07:42Well, he might be right about that and that the very end is just coming very soon. So
07:47that's, I think, the reality. The longer they wait, though, every day between now and
07:50late August, you could argue it actually helps the Democrats. As I said, the later that swap
07:55out takes place, the less time there is for scrutiny of that candidate, the more likely
07:59it is that the candidate is in a honeymoon phase with the public, whoever it is that
08:03they put up. It's akin to the feeling that a tortured prisoner might have to his liberator.

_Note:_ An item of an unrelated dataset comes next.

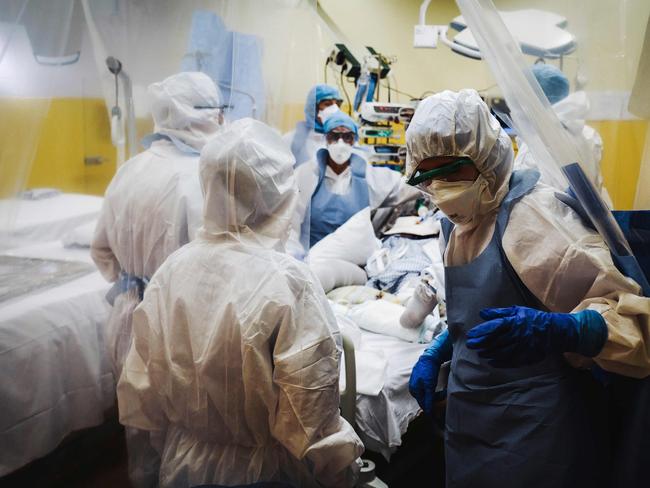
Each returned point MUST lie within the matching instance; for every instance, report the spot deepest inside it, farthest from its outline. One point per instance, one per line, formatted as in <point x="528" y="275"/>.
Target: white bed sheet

08:08That would be the attitude of much of the public, certainly aided by the mainstream
08:11media to whoever that new nominee is going to be. And so if you just play out the incentives,
08:15I'm not a big fan of conspiracizing or theorizing without fact, but just look at the actual
08:20incentives. And in the same way that an investor would, you have a business audience,
08:25I'm a business person, look at the incentives, play that out. I think it's a big part of why
08:29I've been vehement for over a year, even when it was considered to be a fringe conspiracy to say
08:34that Biden wasn't going to be the nominee. Just follow the incentives. And I would do the same
08:38thing now as well. I think doing this tomorrow may not be their best incentive, but doing this
08:42over the course of the next four weeks, maybe even after the Republican National Convention,
08:47after that cake is baked. Yeah, that seems like a reasonable period when Biden's end of his
08:52candidacy may come near. Within the past year and a half, like you said, when you've been calling
08:57that he is going to drop out, you predicted the timeframe was going to be in two to three months.
09:02You said that in November. Obviously, it's been a little bit longer than two to three months. But
09:07is that because going back to your last answer, because Democrats, you believe,
09:12are incentivized to keep him in the race as long as possible?
09:16I think there was certainly no urgency to it. And I also think that that was part of why
09:20many in the Democratic establishment agreed to this debate. Not only did they agree to the debate,
09:25they effectively called for it. This was the earliest presidential debate in U.S. history.
09:30Never has there been a televised debate this early. And it's the only one that's ever taken
09:35place before the nominating convention of either party. Why do you think they went out of their way
09:40to demand that as a condition for a debate for the first time in American history? It's obvious.
09:45That was supposed to be Biden's final test. He failed it. I was saying that in the lead-up to
09:49the debate that was dismissed as a theory for why they scheduled the debate. It seems obvious now
09:53in retrospect. And so my only point is, I think that I say this less to congratulate myself on
09:58being right about some prediction, but the reality is anybody who found themselves surprised by
10:03Biden's performance, by Biden's lack of mental acuity, and by the Democrats' ready willingness
10:09to now swap him out, certainly in the media establishment, should ask themselves if the
10:14public institutions in the media and in the political establishment lied to you for that long
10:18about that. What else are they lying to you about as well? And just to be skeptical for people to
10:23seek the truth by tracking incentives and analyzing the situation on their own, rather than just
10:29swallowing what they're forced to. Vivek Ramaswamy, we have to leave it there. Thank you so much for
10:34your time today. I appreciate the conversation. Thank you. Appreciate it. We'll talk soon.